In return for the implicit recognition of Europe’s post-war frontiers (above all, that between the two Germanys), the Soviet negotiators had finally agreed in 1975 at Helsinki to increase economic intercourse between eastern and western Europe and to sign a guarantee of human rights and political freedom. The last was, of course, unenforceable. Yet it may well have had more importance than the symbolic gains of frontier recognition to which the Soviet negotiators had attached much significance. Western success over human rights was not only to prove a great encouragement to dissidents in Communist Europe and the USSR, but side-stepped old restraints on what had been deemed interference in the internal affairs of Communist states. Gradually there began to arise public criticisms that were in the end to help to bring about change in eastern Europe.

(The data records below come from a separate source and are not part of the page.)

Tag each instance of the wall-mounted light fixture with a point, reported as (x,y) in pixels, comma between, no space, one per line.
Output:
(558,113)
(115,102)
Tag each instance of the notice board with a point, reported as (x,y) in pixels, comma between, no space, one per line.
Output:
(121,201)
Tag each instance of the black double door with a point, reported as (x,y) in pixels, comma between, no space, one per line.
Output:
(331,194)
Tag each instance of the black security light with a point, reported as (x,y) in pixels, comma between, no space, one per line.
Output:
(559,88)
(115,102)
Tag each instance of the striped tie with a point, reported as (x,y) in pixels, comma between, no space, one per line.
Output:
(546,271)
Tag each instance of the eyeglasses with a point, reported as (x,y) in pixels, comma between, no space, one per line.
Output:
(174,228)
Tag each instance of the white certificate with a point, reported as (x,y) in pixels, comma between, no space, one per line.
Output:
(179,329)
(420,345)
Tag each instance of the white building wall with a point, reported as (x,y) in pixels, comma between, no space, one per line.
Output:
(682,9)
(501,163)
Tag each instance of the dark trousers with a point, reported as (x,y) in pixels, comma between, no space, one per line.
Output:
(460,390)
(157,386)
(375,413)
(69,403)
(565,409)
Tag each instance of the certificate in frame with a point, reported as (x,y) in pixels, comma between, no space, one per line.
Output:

Meanwhile, the flow of trade and investment between the two Europes began almost at once to increase, though also very slowly. It was the nearest approach so far to a general peace treaty ending the Second World War, and it gave the Soviet Union what its leaders most desired – assurance of the security of the territorial settlement that was one of the major spoils of victory in 1945.
For all that, Americans were very worried about world affairs as 1980, the year of a presidential election, approached. Eighteen years before, the Cuban crisis had shown the world that the United States was top dog. It had then enjoyed superior military strength, the (usually dependable) support of allies, clients and satellites the world over, and the public will to sustain a world diplomatic and military effort while grappling with huge domestic problems. By 1980, many of its citizens felt the world had changed and were unhappy about it. When the new Republican president, Ronald Reagan, took office in 1981, his supporters looked back on a decade of what seemed increasing American powerlessness. He inherited an enormous budgetary deficit, disappointment over what looked like recent advances by Soviet power in Africa and Afghanistan, and dismay over what was believed to be the disappearance of an American superiority in nuclear weapons enjoyed in the 1960s.

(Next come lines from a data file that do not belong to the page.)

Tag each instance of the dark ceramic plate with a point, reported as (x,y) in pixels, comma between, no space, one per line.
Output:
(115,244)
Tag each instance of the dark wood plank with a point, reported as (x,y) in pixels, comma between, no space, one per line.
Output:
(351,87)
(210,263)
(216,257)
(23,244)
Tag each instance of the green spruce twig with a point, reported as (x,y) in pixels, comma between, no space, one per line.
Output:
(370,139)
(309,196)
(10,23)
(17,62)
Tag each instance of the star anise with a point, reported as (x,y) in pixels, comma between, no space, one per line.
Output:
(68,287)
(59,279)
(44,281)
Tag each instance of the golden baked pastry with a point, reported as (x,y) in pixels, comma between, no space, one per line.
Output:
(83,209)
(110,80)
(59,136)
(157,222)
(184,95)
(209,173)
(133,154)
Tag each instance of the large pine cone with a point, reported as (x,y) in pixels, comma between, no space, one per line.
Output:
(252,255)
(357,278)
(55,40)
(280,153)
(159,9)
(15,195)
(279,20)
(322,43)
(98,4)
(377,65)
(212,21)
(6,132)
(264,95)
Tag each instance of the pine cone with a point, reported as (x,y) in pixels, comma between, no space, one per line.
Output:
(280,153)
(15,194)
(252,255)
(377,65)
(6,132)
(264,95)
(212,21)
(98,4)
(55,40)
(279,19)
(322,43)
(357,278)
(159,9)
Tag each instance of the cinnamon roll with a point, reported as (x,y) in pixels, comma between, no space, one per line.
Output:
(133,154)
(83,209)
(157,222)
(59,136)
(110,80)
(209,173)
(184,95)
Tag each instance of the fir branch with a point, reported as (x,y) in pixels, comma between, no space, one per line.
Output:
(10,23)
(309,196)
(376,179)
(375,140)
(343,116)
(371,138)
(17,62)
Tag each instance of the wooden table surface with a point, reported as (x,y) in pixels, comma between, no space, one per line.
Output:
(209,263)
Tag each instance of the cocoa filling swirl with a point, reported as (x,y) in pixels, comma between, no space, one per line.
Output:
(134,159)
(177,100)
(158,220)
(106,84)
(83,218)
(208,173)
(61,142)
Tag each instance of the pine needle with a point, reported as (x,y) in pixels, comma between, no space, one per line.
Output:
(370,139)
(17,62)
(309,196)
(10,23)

In the next five years President Reagan surprised his critics; he was to restore the morale of his countrymen by remarkable (even if often cosmetic) feats of leadership. Symbolically, on the day of his inauguration, the Iranians released their American hostages (many Americans believed the timing of the release to have been stage-managed by the new administration’s supporters). But this was by no means the end of the troubles the United States faced in the Middle East and the Gulf. Two fundamental difficulties did not go away – the threat posed to international order in that area while Cold War attitudes endured, and the question of Israel. The war between Iran and Iraq was evidence of the first danger, many people thought. Soon, the instability of some Arab countries became more obvious. Ordered government virtually disappeared in the Lebanon, which collapsed into civil war disputed by bands of gunmen patronized by the Syrians and Iranians. As this gave the revolutionary wing of the PLO an even more promising base for operation than in the past, Israel took to increasingly violent and expensive military operations on and beyond her northern borders. There followed in the 1980s a heightening of tension and ever more vicious Israeli–Palestinian conflict. More alarming still to Americans, Lebanon descended further into anarchy in which, following the arrival of United States marines, bombs exploded at the American embassy and its marines’ barracks, killing over 300 people in all.

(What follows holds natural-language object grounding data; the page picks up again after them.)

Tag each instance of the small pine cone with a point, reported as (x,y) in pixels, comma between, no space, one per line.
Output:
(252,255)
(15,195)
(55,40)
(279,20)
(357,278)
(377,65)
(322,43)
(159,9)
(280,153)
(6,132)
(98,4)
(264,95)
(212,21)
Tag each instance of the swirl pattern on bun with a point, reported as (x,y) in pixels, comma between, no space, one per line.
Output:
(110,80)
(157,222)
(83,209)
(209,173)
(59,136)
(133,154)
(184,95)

The United States was not alone in being troubled by these enduring ills. When the Soviet Union sent its soldiers to Afghanistan (where they were to stay bogged down for most of the next decade), Iranian and Muslim anger elsewhere was bound to affect Muslims inside the Soviet Union. Some thought this a hopeful sign, believing the growing confusion of the Islamic world might induce caution on the part of the two superpowers, and perhaps lead to less unconditional support for their satellites and allies in the region. This mattered most, of course, to Israel. Meanwhile, the more alarming manifestations and rhetoric of the Iranian revolution made some think that a conflict of civilizations was beginning. Iran’s aggressive puritanism, though, also caused shivers among conservative Arabs and in the oil-rich kingdoms of the Gulf – above all, Saudi Arabia.